2. a crítica à imprensa venal, à pressão que um truste da comunicação pode exercer sobre a opinão pública, inclusive impondo o sucesso de certos artistas. Apesar das críticas negativas dos demais jornais e do seu próprio comentarista de arte, a temporada lírica de Susan é noticiada nos jornais de Kane com manchetes efusivas e elogiosas. O magnata da imprensa faz tudo o que julga necessário para transformar a sua segunda esposa em uma das grandes cantoras do mundo operístico.3. a crítica aos costumes eleitorais. Ao tipo de publicidade empreendida por Kane contra seu adversário na eleição para governador, “Boss” Jim Gettys (os jornais de Kane publicam desenhos retratando Gettys em um uniforme de presidiário) e à chantagem política (os detetives que Gettys contratou, documentam o envolvimento de Kane com a amante e ele arranja um encontro com Kane e sua primeira esposa Emily no apartamento de Susan).

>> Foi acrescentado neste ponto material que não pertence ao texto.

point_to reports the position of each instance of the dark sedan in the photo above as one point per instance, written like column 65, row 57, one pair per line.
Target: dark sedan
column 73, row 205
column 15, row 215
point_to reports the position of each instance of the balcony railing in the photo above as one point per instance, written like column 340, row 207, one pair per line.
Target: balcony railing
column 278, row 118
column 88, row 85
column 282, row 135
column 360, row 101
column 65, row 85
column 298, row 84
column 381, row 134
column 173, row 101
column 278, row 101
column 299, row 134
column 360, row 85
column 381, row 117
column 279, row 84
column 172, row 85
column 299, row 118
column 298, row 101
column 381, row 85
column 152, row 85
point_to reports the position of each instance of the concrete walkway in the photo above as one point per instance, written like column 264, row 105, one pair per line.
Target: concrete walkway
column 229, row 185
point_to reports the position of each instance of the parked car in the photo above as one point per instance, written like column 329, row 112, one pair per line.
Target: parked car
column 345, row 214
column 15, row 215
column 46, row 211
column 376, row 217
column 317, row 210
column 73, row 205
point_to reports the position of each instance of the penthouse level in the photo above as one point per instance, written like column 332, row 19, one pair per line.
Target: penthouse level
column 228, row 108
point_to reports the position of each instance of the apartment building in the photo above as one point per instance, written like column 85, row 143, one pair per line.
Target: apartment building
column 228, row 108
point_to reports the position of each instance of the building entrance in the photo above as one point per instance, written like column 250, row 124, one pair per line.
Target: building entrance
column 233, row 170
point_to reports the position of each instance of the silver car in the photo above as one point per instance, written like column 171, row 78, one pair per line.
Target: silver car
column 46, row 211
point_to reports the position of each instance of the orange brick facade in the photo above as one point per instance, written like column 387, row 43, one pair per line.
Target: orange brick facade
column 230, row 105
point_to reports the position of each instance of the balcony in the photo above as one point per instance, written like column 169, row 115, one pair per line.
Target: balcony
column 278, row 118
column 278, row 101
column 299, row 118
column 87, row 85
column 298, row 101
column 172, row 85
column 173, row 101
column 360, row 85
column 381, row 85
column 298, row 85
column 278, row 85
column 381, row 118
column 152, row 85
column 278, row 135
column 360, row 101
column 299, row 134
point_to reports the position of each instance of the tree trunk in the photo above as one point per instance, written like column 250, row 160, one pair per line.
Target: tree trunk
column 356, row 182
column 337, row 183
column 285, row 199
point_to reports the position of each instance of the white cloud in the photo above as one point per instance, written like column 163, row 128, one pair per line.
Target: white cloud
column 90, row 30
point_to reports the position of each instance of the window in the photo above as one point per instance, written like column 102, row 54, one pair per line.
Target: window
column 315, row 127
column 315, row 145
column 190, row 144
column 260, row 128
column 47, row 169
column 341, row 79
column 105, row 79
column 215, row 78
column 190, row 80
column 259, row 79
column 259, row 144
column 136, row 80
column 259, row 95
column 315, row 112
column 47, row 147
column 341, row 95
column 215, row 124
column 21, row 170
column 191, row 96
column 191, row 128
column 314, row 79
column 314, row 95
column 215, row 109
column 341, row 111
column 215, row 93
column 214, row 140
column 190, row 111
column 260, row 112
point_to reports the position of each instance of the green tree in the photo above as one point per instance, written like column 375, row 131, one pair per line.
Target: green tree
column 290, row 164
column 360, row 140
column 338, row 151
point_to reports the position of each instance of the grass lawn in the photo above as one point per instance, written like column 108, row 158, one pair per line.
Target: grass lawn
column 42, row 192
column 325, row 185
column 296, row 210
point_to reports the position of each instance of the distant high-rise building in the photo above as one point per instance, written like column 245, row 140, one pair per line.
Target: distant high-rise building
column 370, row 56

Gettys oferece silêncio em troca da desistência de Kane de disputar a eleição, mas Kane se recusa. Os jornais rivais publicam a história do adultério e Kane perde a eleição – mas seus jornais proclamam que houve fraude.

Ray Collins, Dorothy Comingore, Welles e Ruth Warryck

Essas mensagens trazidas pelo filme eram das mais agressivas até então saídas de Hollywood. Assuntos “audaciosos” como esses, só costumavam ser abordados quando se tratava da adaptação de algum best seller cuja perspectiva de lucro acalmava os produtores como foi, por exemplo, o caso de As Vinhas da Ira / The Grapes of Wrath / 1940 de John Ford. Atacar um “Deus” da América como Kane, mostrar o inverso de sua vida, questionar o mito do sucesso, doutrina pouco conforme àquela que era pregada em 95% dos filmes americanos, trouxe evidentemente muitos inimigos para Orson Welles e explica a cólera de Hearst.

DIREÇÃO:

Com um conteúdo tão original, Cidadão Kane merecia receber uma forma também original e Welles, apropriando-se, com poder de síntese extraordinário, de tudo o que havia de mais expressivo em termos de linguagem cinematográfica até então, renovou-a com o seu gênio. Pode-se dizer que, desde os filmes de Griffith, nenhum outro filme marcou mais a História do Cinema como Cidadão Kane. O cinema que se fazia por ocasião do lançamento de Cidadão Kane em 1941 era praticamente aquele inventado por Griffith com predominância da montagem de planos curtos, e que chegou ao auge no fim do período silencioso com as obras de diretores como Eisenstein, Murnau, Fritz Lang, Stroheim, Chaplin, Victor Sjostrom, Carl Dreyer etc. Esses cineastas foram enriquecendo a linguagem criada por Griffith. Eisenstein, propondo a montagem intelectual; Murnau, mobilizando a câmera ao máximo e projetando, com Fritz Lang, o expressionismo; Stroheim, introduzindo o naturalismo no cinema; Chaplin, o humanismo e a poesia; Sjostrom, a natureza; Dreyer, compondo uma sinfonia com os primeiros planos.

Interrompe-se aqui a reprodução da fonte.